In Western societies, those who are persecuted are not always given physical punishment, as so many Christians face today in the Middle East and in other parts of the world. Sometimes the suffering can be in the social, occupational, economic, or recreational areas of life.
With the above clarification, however, it must still be emphasized that the most fundamental persecution is that which causes death to the witness. Accepting this reality can be a hard thing for a person of goodwill.
Of course, the Christ who gives a summons to mercy and persecution is also a Christ who does not teach as an outsider. He is someone who lived and taught within the human family. In his own messianic work, the Lord suffered in order to defeat darkness and experience the fullness of human life. He readily accepted all forms of suffering.
And so, leading us as the Good Shepherd, he desires to teach us the power of mercy and the purpose of suffering.
In taking on our human nature, the Lord Jesus embraced our suffering, body and soul. From his life of poverty, to living as a refugee in a foreign land, to being hunted down as a criminal, to the frustration of learning a trade, to the death of his foster father, to his experience of being tired and thirsty, as well as being misunderstood, rejected, and unloved.
All of these sufferings, taken on for the sake of our redemption, culminated in the cruelty and torture of his passion and the humiliations and asphyxiation of his death. He chose to accept and use suffering—which has been a pivotal dilemma and source of anguish throughout human history—as the very means to manifest his love and restore righteousness to the human family. And so suffering would become the instrument of goodness and salvation.

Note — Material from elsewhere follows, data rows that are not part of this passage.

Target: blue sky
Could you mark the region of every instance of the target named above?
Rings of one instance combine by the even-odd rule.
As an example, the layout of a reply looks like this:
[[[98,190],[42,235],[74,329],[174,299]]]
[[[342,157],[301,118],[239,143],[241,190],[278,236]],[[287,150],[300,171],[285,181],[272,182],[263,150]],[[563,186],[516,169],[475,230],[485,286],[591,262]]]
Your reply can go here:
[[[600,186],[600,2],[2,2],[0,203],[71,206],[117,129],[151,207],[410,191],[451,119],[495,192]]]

In an age when the human person is approached so often as a means of pleasure or utility, when so many are convinced that their personhood and dignity (and those of others) are based on what they can accomplish, control, or hoard, Christian believers – and people of goodwill -believe, stand up, speak, and are willing to suffer persecution in holding and asserting that all men and women are worthy of kindness and the mercy of another chance.
And so, following the beatitudinal way, our willingness to suffer for the sake of righteousness is nourished and enriched by a desire to be poor in spirit, sorrowful over sin, meek, thirsty and hungry for holiness, merciful, pure of heart, and committed to peace.
This is the path to a life well loved. It’s a way of life that moves us beyond the small enclosure of our own world. It shows us and helps us to contribute to a world that is broad in its spectrum and open in its compassion.
This is the path of righteousness highlighted by the Lord Jesus on this Divine Mercy Sunday. It’s a path offered to all people who seek mercy, are willing to give it, ask for it, and seek a renewed culture that embraces and generously shares it.